Flashback: The bank's current president, David Malpass, faced calls to resign in September after he appeared to question the effects of burning fossil fuels on climate change.
- Then in February, Malpass — who was former President Trump's choice for a five-year term that began in April 2019 — made a surprise announcement that he would step down early.
- That gave the Biden administration the vacancy they wanted.
The big picture: Treasury Secretary Janet Yellen wants the World Bank to be more aggressive in addressing climate change, as part of a broader set of proposed changes she laid out last October.
- At the far end of the spectrum are calls from NGOs for the bank to sacrifice its triple-A credit rating in the pursuit of bigger loans to fund more projects.
- Banga, however, told Axios that the triple-A rating is important for the bank to keep.
- “Nobody wants the triple A rating to go away,” he said. “The only way that math works is with a triple A rating.”
What we’re watching: The Biden administration is trying to persuade African countries that the U.S. wants to be a partner for the long haul.

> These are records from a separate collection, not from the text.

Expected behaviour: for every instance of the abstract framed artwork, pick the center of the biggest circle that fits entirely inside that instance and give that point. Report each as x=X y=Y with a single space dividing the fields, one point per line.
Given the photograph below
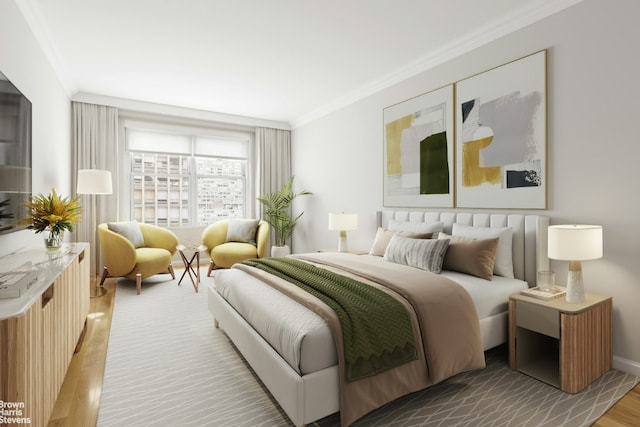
x=418 y=151
x=501 y=136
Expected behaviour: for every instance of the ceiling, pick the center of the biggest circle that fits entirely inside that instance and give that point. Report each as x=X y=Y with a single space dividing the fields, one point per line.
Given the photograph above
x=282 y=60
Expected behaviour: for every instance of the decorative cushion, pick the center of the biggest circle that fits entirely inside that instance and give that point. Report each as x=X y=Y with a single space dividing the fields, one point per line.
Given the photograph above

- The U.S. is trying to counter China’s influence in the region and offer an alternative path to economic growth and climate resilience.

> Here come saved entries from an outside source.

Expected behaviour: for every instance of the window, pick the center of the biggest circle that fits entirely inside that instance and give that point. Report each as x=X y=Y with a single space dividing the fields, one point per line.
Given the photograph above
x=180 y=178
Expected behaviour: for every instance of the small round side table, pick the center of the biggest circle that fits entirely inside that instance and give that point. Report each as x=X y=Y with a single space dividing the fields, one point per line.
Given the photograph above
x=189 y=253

- During her January trip to Africa, Yellen focused on the opportunity presented by the continent’s young population.
- Banga shares Yellen’s enthusiasm, with caution. “You meet these people, you see the ideas they're developing, they’re full of optimism, they’re full of energy and they're full of creativity,” he said.
- “But the other side of that is, they don't have jobs … that demographic dividend very quickly becomes a challenge.”